1 Billion Reasons To Buy Buffett’s #1 Stock
While Buffett’s massive cash pile of nearly $300 billion on the books at Berkshire Hathaway has been making waves, what few are paying attention to is how much he’s actually earning on that money every day, week or month.
It turns out Buffett is raking in just shy of a cool billion dollars each and every month just from interest earnings on his war chest. Over the course of the next year, with compounding, he’ll likely take in a full $12 billion.
Even more remarkably is this is the number earned only on cash parked in Treasury bills, which doesn’t even represent his full liquid reserves. So what’s Buffett going to do with all that money?
Key Points
- Berkshire Hathaway earns nearly $1 billion monthly from interest on its $276.9 billion cash reserve, totaling $12 billion annually.
- The cash reserve acts as a protective moat, allows for share buybacks, and provides flexibility to buy underpriced assets during market downturns.
- Buffett needs to find large-scale investment opportunities to deploy the rapidly accumulating cash.
Buffett’s Cash Is a Call Option
With a market capitalization closing in on a trillion dollars, Buffett’s war chest of $276.9 billion serves many purposes. For one it acts as a wide moat that protects the company in the event of weakening operations across the various businesses owned. It also provides a deep reserve that Buffett can tap into in order to repurchase shares. Over the past 6 years alone, he has bought back almost $80 billion of stock.

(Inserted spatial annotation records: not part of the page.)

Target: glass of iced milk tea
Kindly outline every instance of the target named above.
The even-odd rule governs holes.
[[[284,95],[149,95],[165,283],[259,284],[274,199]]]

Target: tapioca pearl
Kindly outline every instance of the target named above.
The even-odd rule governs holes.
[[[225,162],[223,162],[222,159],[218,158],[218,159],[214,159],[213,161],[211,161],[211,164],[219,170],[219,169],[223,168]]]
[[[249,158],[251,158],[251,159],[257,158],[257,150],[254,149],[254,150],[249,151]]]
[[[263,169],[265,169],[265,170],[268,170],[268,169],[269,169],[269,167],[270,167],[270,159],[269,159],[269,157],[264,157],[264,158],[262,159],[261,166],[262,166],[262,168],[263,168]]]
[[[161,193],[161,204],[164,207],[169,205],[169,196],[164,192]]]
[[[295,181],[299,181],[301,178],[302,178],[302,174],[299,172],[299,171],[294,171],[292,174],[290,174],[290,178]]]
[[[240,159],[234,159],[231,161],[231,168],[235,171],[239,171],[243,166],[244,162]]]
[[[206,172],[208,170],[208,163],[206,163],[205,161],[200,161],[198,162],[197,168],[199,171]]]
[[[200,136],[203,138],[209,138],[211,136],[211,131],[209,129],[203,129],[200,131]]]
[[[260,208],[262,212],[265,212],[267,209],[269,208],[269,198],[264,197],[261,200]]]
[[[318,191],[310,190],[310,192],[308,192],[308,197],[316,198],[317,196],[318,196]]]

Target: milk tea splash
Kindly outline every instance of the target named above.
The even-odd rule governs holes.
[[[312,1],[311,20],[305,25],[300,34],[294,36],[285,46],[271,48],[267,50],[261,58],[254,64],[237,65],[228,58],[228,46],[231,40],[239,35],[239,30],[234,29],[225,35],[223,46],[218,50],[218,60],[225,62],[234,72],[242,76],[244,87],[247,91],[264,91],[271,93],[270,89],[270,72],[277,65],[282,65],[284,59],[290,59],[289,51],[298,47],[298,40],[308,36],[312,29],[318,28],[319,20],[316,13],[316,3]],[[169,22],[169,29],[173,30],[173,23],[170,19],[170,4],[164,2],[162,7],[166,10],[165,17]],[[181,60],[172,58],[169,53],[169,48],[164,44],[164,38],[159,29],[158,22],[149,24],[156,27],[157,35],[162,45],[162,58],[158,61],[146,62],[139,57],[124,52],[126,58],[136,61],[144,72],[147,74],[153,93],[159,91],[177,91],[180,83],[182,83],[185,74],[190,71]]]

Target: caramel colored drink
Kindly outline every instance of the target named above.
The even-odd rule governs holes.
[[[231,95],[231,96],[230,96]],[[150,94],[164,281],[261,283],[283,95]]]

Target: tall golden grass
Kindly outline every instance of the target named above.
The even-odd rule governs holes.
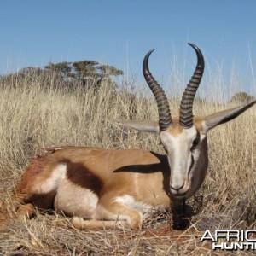
[[[164,153],[156,135],[124,131],[113,122],[157,119],[154,100],[144,88],[135,91],[125,84],[113,93],[103,84],[96,92],[79,84],[67,86],[55,79],[54,73],[45,84],[42,76],[45,74],[0,79],[0,193],[2,207],[9,218],[15,218],[11,190],[28,162],[44,148],[90,145]],[[195,102],[195,114],[207,115],[229,108],[218,103],[222,90],[216,90],[215,102]],[[179,99],[170,102],[172,114],[177,113]],[[137,255],[144,252],[172,255],[180,248],[179,255],[208,253],[210,249],[200,243],[201,231],[255,228],[256,107],[210,131],[208,140],[208,174],[197,196],[189,201],[197,212],[189,229],[195,236],[192,232],[184,236],[184,231],[179,235],[183,237],[179,243],[175,233],[158,236],[152,231],[148,236],[145,229],[137,233],[78,231],[63,217],[38,214],[35,219],[16,219],[3,227],[0,254]]]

But perhaps the most intriguing aspect of the cash is how it serves as a virtual call option, providing enormous flexibility to the Oracle of Omaha to snap up deals when they crop up.

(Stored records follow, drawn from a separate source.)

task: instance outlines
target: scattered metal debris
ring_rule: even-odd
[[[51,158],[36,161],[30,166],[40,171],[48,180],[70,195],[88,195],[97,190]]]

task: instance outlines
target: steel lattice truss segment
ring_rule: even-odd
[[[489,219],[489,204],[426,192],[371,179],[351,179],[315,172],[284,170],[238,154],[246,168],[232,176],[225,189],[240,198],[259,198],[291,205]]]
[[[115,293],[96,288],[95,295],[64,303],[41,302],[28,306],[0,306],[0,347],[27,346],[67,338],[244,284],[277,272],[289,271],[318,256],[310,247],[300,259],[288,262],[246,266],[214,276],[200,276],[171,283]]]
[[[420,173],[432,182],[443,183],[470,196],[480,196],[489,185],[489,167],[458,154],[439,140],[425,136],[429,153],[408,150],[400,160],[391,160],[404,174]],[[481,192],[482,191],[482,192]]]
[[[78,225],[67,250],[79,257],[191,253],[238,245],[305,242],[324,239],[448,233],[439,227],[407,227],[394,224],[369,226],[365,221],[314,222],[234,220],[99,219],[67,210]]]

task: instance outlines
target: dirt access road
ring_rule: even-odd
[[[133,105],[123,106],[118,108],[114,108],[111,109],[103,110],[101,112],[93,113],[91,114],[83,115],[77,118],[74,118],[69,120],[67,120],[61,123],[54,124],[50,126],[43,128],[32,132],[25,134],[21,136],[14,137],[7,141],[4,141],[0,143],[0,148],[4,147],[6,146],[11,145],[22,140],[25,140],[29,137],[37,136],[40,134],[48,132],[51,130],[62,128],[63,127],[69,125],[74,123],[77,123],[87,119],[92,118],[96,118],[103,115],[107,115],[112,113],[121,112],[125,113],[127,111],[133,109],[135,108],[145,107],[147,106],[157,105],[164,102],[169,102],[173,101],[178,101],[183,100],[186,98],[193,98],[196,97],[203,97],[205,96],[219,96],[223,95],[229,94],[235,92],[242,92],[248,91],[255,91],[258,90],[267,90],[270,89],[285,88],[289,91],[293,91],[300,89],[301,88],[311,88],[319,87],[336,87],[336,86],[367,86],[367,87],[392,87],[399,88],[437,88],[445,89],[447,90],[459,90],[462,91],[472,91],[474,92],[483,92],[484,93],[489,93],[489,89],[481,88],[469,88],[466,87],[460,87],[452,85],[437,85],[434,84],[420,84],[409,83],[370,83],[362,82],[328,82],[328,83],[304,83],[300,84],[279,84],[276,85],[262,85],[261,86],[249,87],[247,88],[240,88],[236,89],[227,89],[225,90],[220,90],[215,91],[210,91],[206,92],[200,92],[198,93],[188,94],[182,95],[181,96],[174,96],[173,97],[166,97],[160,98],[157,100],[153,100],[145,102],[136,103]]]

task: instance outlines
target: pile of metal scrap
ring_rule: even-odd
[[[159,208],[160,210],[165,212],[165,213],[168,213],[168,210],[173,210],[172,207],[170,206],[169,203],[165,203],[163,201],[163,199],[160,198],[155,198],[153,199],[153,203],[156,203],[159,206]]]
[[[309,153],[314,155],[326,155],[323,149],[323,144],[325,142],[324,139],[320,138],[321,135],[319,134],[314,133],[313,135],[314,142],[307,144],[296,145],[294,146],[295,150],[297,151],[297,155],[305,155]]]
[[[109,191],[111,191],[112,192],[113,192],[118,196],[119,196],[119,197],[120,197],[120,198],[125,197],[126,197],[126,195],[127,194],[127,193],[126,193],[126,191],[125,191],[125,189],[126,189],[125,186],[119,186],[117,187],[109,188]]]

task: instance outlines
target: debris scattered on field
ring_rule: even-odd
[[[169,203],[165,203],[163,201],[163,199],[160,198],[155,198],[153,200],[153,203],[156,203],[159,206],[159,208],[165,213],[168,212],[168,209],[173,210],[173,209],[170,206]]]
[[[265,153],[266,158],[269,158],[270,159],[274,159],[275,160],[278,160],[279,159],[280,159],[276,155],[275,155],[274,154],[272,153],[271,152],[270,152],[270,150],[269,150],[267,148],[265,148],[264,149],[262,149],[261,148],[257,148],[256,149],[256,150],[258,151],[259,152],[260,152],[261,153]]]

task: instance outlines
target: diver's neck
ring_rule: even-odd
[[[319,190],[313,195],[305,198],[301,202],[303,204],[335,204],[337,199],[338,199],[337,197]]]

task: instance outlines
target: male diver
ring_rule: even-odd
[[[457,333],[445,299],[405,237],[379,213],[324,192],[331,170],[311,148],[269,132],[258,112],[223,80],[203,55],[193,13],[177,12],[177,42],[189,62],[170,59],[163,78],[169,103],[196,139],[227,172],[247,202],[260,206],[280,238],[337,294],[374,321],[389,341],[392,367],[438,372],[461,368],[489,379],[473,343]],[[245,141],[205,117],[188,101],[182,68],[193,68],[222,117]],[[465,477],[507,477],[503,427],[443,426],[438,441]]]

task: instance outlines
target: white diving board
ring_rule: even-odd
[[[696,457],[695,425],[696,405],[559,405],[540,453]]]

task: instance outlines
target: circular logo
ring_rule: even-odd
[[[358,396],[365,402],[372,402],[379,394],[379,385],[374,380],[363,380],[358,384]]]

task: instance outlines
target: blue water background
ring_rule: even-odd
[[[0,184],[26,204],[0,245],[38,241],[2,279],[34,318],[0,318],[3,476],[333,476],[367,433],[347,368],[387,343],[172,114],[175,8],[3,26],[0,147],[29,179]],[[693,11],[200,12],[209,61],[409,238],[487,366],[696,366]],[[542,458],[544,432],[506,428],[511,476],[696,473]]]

If the recent volatility teaches anything it’s that the unexpected can happen almost out of the blue at any time. And when Rome burns, as it did during the 2008-09 period when prestigious investment banks and aggressive mortgage lenders were on the verge of bankruptcy, Buffett has the deep reserves of liquidity to step in and buy underpriced assets.

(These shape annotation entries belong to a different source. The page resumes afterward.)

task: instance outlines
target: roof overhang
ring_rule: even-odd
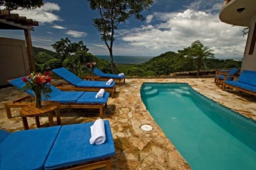
[[[0,29],[27,29],[33,31],[34,26],[38,26],[37,21],[19,16],[18,14],[11,14],[6,10],[0,10]]]
[[[249,26],[251,17],[256,14],[256,0],[231,0],[227,3],[225,1],[219,15],[220,21],[231,25]],[[242,8],[245,8],[243,11],[238,11]]]

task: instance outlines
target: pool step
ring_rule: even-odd
[[[157,95],[158,94],[158,90],[157,89],[153,89],[148,91],[146,91],[144,93],[143,95],[144,96],[147,97],[154,97]]]
[[[146,86],[144,87],[143,90],[144,91],[148,91],[152,89],[152,87],[151,86]]]
[[[188,90],[182,89],[175,89],[173,91],[177,95],[182,95],[183,96],[188,96],[190,95],[190,92]]]

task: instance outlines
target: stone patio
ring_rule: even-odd
[[[223,91],[215,86],[213,78],[128,79],[125,85],[117,87],[116,98],[110,98],[105,109],[109,120],[116,154],[112,159],[113,169],[190,169],[189,165],[167,138],[146,110],[140,98],[143,82],[184,82],[208,98],[256,120],[256,97],[236,90]],[[55,81],[59,82],[60,80]],[[0,89],[0,129],[13,132],[23,130],[19,108],[12,109],[13,118],[8,120],[5,103],[25,93],[14,87]],[[97,109],[66,109],[61,112],[62,125],[94,121],[99,117]],[[56,123],[56,120],[55,119]],[[34,120],[28,119],[30,128],[36,128]],[[42,126],[48,126],[48,117],[40,117]],[[153,127],[142,131],[144,123]]]

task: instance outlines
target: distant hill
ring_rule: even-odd
[[[45,63],[54,58],[56,53],[42,48],[33,47],[33,53],[36,63],[39,64]]]

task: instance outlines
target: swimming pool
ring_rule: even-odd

So too now will his ample supply of cash offer him the optionality to buy up distressed assets or simply those that are discounted by the market in a heartbeat. The ability to move fast when buying up such deals is a strategic advantage, and one that Buffett has famously capitalized on time and again.
What Will Buffett Do With All That Cash?
Buffett has a remarkable problem on his hands which is that Berkshire is almost producing too much cash to deploy fast enough. As a result, Berkshire’s cash pile now represents close to 4% of the entire bills in the Treasury market, so as Elon Musk said, he essentially is the new de facto Federal Reserve who can act as the lender of last resort. Of course, it’s a slight exaggeration as the Fed can turn on the money-printing spigots without limit but it’s not far off.
Berkshire not only is generating $1 billion monthly from interest alone but it’s also earning massive amounts from its combined operations. At last count, the total was $9 billion in levered free cash flows in the past quarter.
With $4 billion monthly produced through interest and cash flows, Buffett has the problem few of us will ever face; how to invest cash as rapidly as it’s earned.
Right now, he’s going to need to, as he describes in his own words, go elephant hunting. He needs a giant company to go on sale in order to deploy that cash because picking off the jackals and hyenas, aka small companies, simply won’t do.
It’s not worth his time and won’t move the needle whatsoever to buy small-cap firms trading at a discount, he needs to buy the giant Fortune 500 ones that can generate an outsized return. But make no mistakes about it, that cash pile provides the optionality to do just that at a time when fear hits extreme levels, asset prices have crashed and he can move swiftly.